Rapid economic growth has also contributed to weakening central government control over the regions. Guangdong, for example, is the fastest-growing provincial economy in China. The wealth generated by this growth has bred a new regional elite anxious to escape the fetters of central government policy control. While the Party has attempted to control this new elite, the trend toward greater regional autonomy has continued, fuelled by economic developments. Guangdong province is perhaps the best example of this phenomenon. It is now largely self-financing, receiving little cash from central government and, in return, paying little in taxes.

Rapid economic reform has brought many dangerous side effects including rampant inflation, corruption and growing economic differentials. It has also failed to bring the government solvency. The reform has also generated a process of class formation, which threatens the largely unchanged political system. A new working class is being formed whose interests are far less closely aligned with management, state and Party than in the past. Pressure is now building for increased political reform. Achieving democratic politics, however, will be a task requiring fundamental restructuring of the state and an end of the Party’s monopoly on political and judicial power.

The CCP shows no sign of giving up this monopoly. It is inevitable that the values of the rich and industrialised countries of the West will gather influence in China. Controls on this influence are inevitably going to create resentments among the educated young, the skilled people who are going to make up the very personnel who implement modernization. The government wants them on side, not resenting everything it does. Indoctrination of the youth has worked in the past, but the fact that the student movement and the Tiananmen massacre occurred proves that it has not been entirely successful since the mid-1980s.

Today, power is still in the hands of the government, but we can anticipate China will be transformed within the next few decades. The basis for this judgement is that Chinese society itself is swiftly changing, no matter what the government does.
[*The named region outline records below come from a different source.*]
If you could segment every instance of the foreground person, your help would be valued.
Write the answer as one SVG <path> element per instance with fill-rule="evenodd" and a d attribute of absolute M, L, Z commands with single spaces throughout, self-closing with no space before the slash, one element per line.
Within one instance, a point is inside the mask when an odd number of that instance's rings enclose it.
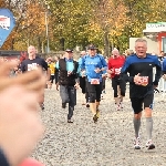
<path fill-rule="evenodd" d="M 147 41 L 137 39 L 135 41 L 136 54 L 129 55 L 126 59 L 124 66 L 121 70 L 121 76 L 129 82 L 129 97 L 134 111 L 134 129 L 135 129 L 135 149 L 141 148 L 141 117 L 142 111 L 145 111 L 146 133 L 147 133 L 147 149 L 155 148 L 152 141 L 153 117 L 152 108 L 154 101 L 154 87 L 158 85 L 162 66 L 156 55 L 147 54 Z M 153 82 L 153 68 L 156 68 L 155 81 Z M 129 76 L 127 75 L 129 73 Z M 144 107 L 143 107 L 144 104 Z"/>

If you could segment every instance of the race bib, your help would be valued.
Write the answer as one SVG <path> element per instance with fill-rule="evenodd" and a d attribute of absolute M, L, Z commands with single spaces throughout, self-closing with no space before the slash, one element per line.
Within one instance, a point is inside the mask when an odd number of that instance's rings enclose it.
<path fill-rule="evenodd" d="M 28 71 L 33 71 L 38 69 L 38 64 L 37 63 L 32 63 L 32 64 L 28 64 Z"/>
<path fill-rule="evenodd" d="M 121 69 L 122 68 L 115 69 L 115 75 L 120 75 L 121 74 Z"/>
<path fill-rule="evenodd" d="M 98 79 L 91 79 L 91 84 L 93 84 L 93 85 L 100 84 L 100 80 Z"/>
<path fill-rule="evenodd" d="M 148 76 L 141 76 L 142 77 L 142 85 L 146 86 L 148 84 Z"/>

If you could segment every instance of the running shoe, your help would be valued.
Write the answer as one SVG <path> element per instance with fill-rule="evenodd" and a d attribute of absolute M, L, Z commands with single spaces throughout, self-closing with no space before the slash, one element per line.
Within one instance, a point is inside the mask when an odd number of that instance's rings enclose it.
<path fill-rule="evenodd" d="M 66 103 L 62 103 L 62 108 L 65 108 L 66 107 Z"/>
<path fill-rule="evenodd" d="M 120 107 L 123 108 L 123 103 L 122 102 L 120 103 Z"/>
<path fill-rule="evenodd" d="M 146 142 L 146 147 L 147 147 L 147 149 L 154 149 L 155 148 L 155 145 L 153 144 L 152 139 Z"/>
<path fill-rule="evenodd" d="M 86 103 L 86 107 L 90 107 L 90 104 L 89 104 L 89 103 Z"/>
<path fill-rule="evenodd" d="M 97 122 L 97 120 L 98 120 L 98 117 L 97 117 L 97 115 L 95 114 L 95 115 L 93 116 L 93 121 L 94 121 L 94 123 L 96 123 L 96 122 Z"/>
<path fill-rule="evenodd" d="M 41 104 L 40 107 L 41 107 L 41 110 L 44 110 L 44 104 Z"/>
<path fill-rule="evenodd" d="M 96 116 L 100 117 L 100 110 L 96 107 Z"/>
<path fill-rule="evenodd" d="M 139 137 L 136 137 L 134 139 L 134 148 L 135 149 L 141 149 L 141 138 Z"/>
<path fill-rule="evenodd" d="M 68 123 L 73 123 L 73 121 L 72 120 L 68 120 Z"/>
No political authority can halt this process. According to U.S. Defence Secretary Donald Rumsfeld, “Ultimately, China will need to embrace some form of open, representative government if it is to fully achieve the benefits to which its people aspire.” It remains to be seen whether Beijing would adopt that approach.


1. The Australian Financial Review, October 31, 2003.

2. Frontline, Chennai (India), April 11, 2003.

3. Far Eastern Economic Review, March 26, 1998.